The Man from U.N.C.L.E. is an action-spy-comedy, although it’s a little lacking in the first and last of those categories. It’s a spy movie, first and foremost, and has some action and laughs sprinkled throughout. Mostly, it gets by thanks to its talented and charismatic cast. It stars Henry Cavill, Alicia Vikander, Armie Hammer, and Elizabth Debicki, and feels a lot like it was made in the ’60s – which is fitting, since it’s based on a TV show that was made in the ’60s. It looks good and it’s a bunch of empty fun.
Mission: Impossible – Rogue Nation
Mission: Impossible – Rogue Nation is pretty much like the last Mission: Impossible movies. Tom Cruise does stunts, there’s a villain and a spy plot that involves stuff and MacGuffins. The government isn’t always on Cruise’s side – neither is, necessarily, every member of his team. It’s still a lot of fun. It’s tense and action-packed. That’s about all it needs to do in order to be a success.

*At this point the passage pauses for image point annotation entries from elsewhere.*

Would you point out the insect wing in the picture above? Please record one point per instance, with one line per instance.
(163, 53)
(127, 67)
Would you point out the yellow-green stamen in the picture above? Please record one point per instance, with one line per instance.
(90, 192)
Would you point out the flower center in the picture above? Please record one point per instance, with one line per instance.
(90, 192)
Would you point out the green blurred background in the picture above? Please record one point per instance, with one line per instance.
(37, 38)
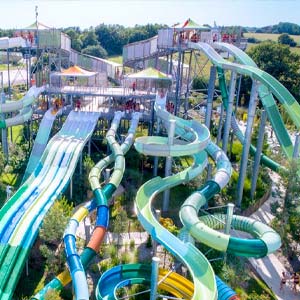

Star Wars: Episode VII – The Force Awakens
After a few not-so-good films in the franchise, Star Wars: Episode VII – The Force Awakens came onto the scene to win back the hearts of its audience members – with nostalgia, mostly. It’s a lot like the very first Star Wars, but it mostly works and is a lot of fun. It’s even more emotionally compelling than one might expect. The action is solid, the effects are great, and it made Star Wars viable again. Isaac is one of its three leads, and seems to remain so for its entire trilogy.
Turbo Kid is a post-apocalyptic movie that has has weird weapons – a Gnome Stick, for one, which parodies the boomstick – synths, and a fight to survive against various bandits in the wasteland. Oh, and there are lots of references to classic pop culture. And people ride around on bicycles. After the bombs fall, wouldn’t they be one of the more preferable ways of getting around? It’s funny and action-packed and is very entertaining – and does so on a relatively small budget.